Monday, February 27, 2017

The Band Wagon

Year 9, Day 58 - 2/27/17 - Movie #2,558

BEFORE: Hey, how about that crazy Oscar ceremony, huh?  The confusion over the Best Picture winner was no doubt aided by the fact that most reviewers had considered "La La Land" a near lock.  So did I, as you can tell by the fact that I've scheduled 12 Fred Astaire films to run, starting tonight, and I felt it was important to do the background research on great singing & dancing before watching "La La Land".

I was up late watching the Oscars live - I started about an hour late, but this enabled me to speed past the commercials and the slow parts, and catch up.  But what is it lately about the way these big events finish?  Ever since that Miss Universe mix-up in December 2015, it seems like every major event has one of these last-minute surprises - and of course, if you live on the East Coast they all seem to take place late at night and I have to resist the urge to wake up my wife and tell her that something shocking has happened.  We had the Cubs winning the World Series, then there was that Presidential election thing, and then the Patriots came back from way behind to win in overtime.  It's like whatever force in the universe is responsible for endings decided that not enough people were staying tuned, too many people were giving up and going to bed.  Well, I hope people are going to start paying attention now to last-minute upsets!

For linking, I looked very hard to find an entry point to the Astaire chain, and I finally found one - Herb Vigran, who played notable sidewalk pedestrian Barney Lampwick in "Bells Are Ringing", carries over to play the uncredited "Man on Train" here - but he's like the second actor with lines seen in this film, so I'm going to allow that.  Most uncredited performances I wouldn't dare use to link from film to film.  I'd end up using some contract performer like Franklin Farnum again and again, and that doesn't seem sporting.

It's also not sporting to ask my bosses if I can borrow their Academy screeners - if I did that, I would have seen more of this year's nominated films.  Without doing that, I only saw two prior to the ceremony - "Rogue One", which was up for a couple technical awards, and "Suicide Squad", which I think won for Best Make-up (certainly not Best Viola Davis Performance...)

Anyway, I'll be sure to get to "La La Land" and "Moonlight" in due time - but I'm still waiting to see "Spotlight" and a couple other films that were nominated LAST year, like "Mad Max: Fury Road" (on the list), "Bridge of Spies" (airing now on premium cable), and "Room" (available on Demand now for $1.99, I think I'll buy it this week...).  Once I finish getting the nominated films from 2015, I'll consider borrowing the screeners for 2016's films - actually, I may need to borrow "Café Society" for linking purposes in March.

Now here's the TCM "31 Days of Oscar" schedule for tomorrow, 2/28:
7:30 AM Topper Returns (1941)
9:15 AM Tora!
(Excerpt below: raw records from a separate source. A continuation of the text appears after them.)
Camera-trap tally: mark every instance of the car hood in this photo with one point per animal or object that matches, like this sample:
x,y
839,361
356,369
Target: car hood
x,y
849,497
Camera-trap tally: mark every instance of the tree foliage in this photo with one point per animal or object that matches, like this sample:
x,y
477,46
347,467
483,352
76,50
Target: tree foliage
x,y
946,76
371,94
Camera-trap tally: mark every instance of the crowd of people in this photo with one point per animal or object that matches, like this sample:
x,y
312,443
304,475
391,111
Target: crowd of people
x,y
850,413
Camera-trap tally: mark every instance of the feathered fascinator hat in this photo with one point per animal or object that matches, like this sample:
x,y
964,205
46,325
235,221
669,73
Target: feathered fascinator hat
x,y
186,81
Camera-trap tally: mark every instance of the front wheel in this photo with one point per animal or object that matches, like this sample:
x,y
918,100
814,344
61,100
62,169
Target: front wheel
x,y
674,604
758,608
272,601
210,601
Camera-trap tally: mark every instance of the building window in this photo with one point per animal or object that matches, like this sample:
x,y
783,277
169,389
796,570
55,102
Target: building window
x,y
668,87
Tora! Tora! (1970)
11:45 AM Torch Song (1953)
1:30 PM Torpedo Run (1958)
3:30 PM Tortilla Flat (1942)
5:30 PM Trader Horn (1931)
8:00 PM The Treasure of the Sierra Madre (1948)
10:30 PM A Tree Grows in Brooklyn (1945)
1:00 AM Tristana (1970)
3:00 AM Tulsa (1949)
4:30 AM 12 Angry Men (1957)

I never got around to "Topper", even in my huge Cary Grant chain, so there's little point in watching "Topper Returns".  So I'm only hitting for 3 films tonight - "Tora! Tora! Tora", "The Treasure of the Sierra Madre" and "12 Angry Men".  That brings me up to 116 seen out of 305 films.

THE PLOT: A pretentiously artistic director is hired for a new Broadway musical and he changes it beyond recognition.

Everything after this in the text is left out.